Corn, soybeans, wheat down ahead of USDA reports
September 11, 2019 By John Perkins Filed Under: Closing Futures / Livestock Briefs, Crops Markets, Market News
Soybeans were modestly lower on profit taking and technical selling. China has rolled back some tariffs, but the list does not include U.S. beans or soybean products. It also doesn’t include U.S. pork, or a lot of ag goods for that matter, aside from a few feed components. China has recently agreed to buy soybean meal from Argentina. Trade talks will resume at an unspecified date in August. U.S. crop weather looks non-threatening, while parts of Brazil are dry during the early stages of planting. CONAB has Brazil’s soybean crop at 115.03 million tons, down slightly from the previous projection, with exports unchanged at 70 million tons.

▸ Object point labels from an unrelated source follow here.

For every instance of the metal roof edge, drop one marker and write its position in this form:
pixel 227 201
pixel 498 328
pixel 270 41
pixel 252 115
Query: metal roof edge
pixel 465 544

The USDA is expected to lower its U.S. production and yield numbers at least slightly Thursday, while making minimal changes to the global numbers. Soybean meal was lower and bean oil was higher on the adjustment of product spreads. Corn was modestly lower on profit taking and technical selling. Corn is also watching late U.S. crop development weather and getting ready for the supply, demand, and production report out Thursday at Noon Eastern/11 Central. On average, analysts expect lower production and yield numbers, but things haven’t always matched up to expectations this growing season, with the USDA throwing the occasional curveball over the past few months. Ethanol futures were mostly firm. The U.S. Energy Information Administration says ethanol production last week averaged 1.023 million barrels a day, up 10,000 on the week, while stocks dropped 1.302 million barrels to 22.499 million. CONAB pegs Brazil’s corn crop at 99.984 million tons with exports of 35 million, both up slightly from prior guesses. Brazil, Argentina, and Ukraine have become staunch export competitors over the past few months. The wheat complex was modestly lower on profit taking and technical selling. The U.S. spring wheat harvest is slow because of rain in the northern U.S. Plains, but some wheat growing areas of Argentina and Australia are mostly too dry. However, those factors will largely be canceled out by big crops from the Black Sea region and the European Union. In any event, the USDA is expected to project a record world supply on Thursday. DTN says a South Korean flour mill rejected offers on a tender for 26,000 tons of milling wheat, citing price. The USDA’s weekly export sales report is out Thursday morning at 8:30 Eastern/7:30 Central.